The Nation
http://www.thenation.com/blogs/thebeat?bid=1&pid=32141Posted 10/28/2005 @ 12:38am
Just the Start: Where Fitzgerald Looks Next
The big news with regard to special prosecutor Patrick Fitzgerald's investigation of the apparent effort by the Bush-Cheney administration to punish former Ambassador Joe Wilson for revealing how the White House deceived the American people about the threat posed by Iraq is not the indictment of Vice President Dick Cheney's chief of staff.
Make no mistake, it is exceptionally significant that Cheney's closest aide and political confidante over the past two decades, I. Lewis "Scooter" Libby, has been charged with two counts of making false statements to federal agents, two counts of perjury and obstruction of justice for misleading and deceiving the grand jury about how he learned that Wilson's wife, Valerie Plame, was a Central Intelligence Agency operative.

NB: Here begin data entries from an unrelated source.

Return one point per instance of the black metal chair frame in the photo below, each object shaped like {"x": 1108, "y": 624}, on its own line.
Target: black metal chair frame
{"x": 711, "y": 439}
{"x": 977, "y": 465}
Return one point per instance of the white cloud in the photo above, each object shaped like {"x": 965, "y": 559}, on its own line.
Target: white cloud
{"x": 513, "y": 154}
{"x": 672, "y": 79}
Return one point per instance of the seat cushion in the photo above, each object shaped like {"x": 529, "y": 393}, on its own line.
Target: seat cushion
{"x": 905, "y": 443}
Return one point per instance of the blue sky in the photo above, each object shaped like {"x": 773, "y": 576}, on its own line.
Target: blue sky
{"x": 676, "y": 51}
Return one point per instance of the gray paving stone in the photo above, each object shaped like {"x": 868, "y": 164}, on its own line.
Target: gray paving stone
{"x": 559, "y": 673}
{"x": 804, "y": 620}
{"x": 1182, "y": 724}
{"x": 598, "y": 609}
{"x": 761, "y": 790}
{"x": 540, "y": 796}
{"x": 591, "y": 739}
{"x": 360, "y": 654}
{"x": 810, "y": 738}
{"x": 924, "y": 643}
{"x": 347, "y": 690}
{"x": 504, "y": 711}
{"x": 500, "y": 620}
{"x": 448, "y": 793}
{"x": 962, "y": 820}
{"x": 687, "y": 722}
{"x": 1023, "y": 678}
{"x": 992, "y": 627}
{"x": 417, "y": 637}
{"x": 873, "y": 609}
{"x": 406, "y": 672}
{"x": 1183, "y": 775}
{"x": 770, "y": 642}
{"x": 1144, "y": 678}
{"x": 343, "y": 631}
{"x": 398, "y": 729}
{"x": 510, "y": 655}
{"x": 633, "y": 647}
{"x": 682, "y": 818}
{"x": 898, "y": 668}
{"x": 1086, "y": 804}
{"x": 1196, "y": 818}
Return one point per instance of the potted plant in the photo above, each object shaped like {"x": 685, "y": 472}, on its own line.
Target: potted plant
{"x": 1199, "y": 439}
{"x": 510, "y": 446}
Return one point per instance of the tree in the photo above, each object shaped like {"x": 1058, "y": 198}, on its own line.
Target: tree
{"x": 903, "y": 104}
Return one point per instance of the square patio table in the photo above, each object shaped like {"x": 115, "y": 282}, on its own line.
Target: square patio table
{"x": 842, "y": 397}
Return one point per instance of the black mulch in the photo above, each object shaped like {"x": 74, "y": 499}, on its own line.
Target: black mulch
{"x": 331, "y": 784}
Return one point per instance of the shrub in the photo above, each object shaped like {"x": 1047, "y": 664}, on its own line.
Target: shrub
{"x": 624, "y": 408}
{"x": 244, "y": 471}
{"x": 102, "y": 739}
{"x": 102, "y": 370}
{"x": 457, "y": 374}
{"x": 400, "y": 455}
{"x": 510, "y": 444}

But if a Libby indictment is all that cones out of Fitzgerald's two-year-long investigation into a case that touches on fundamental questions of government accountability, abuse of power and the dubious "case" that was made for going to war in Iraq, then this whole matter will be no more that a footnote to the sorry history of the Bush-Cheney era.
What matters is that the Libby indictment is not all that will come of this investigation.
Fitzgerald met for close to an hour on Wednesday with U.S. District Judge Thomas Hogan, the chief judge of the U.S. District Court for the District of Columbia. The chief judge has overseen the inquiry into the leaking of the name of Wilson's wife to journalists in an effort to discredit the former ambassador. It is Hogan who has the power to extend the term of the grand jury, which was to expire Friday, or to give Fitzgerald a new grand jury with which to continue the investigation.
If, indeed, the inquiry will continue, as now appears likely, then we have reached the Churchillian moment when it can be said: "This is not the end. It is not even the beginning of the end. But it is, perhaps, the end of the beginning."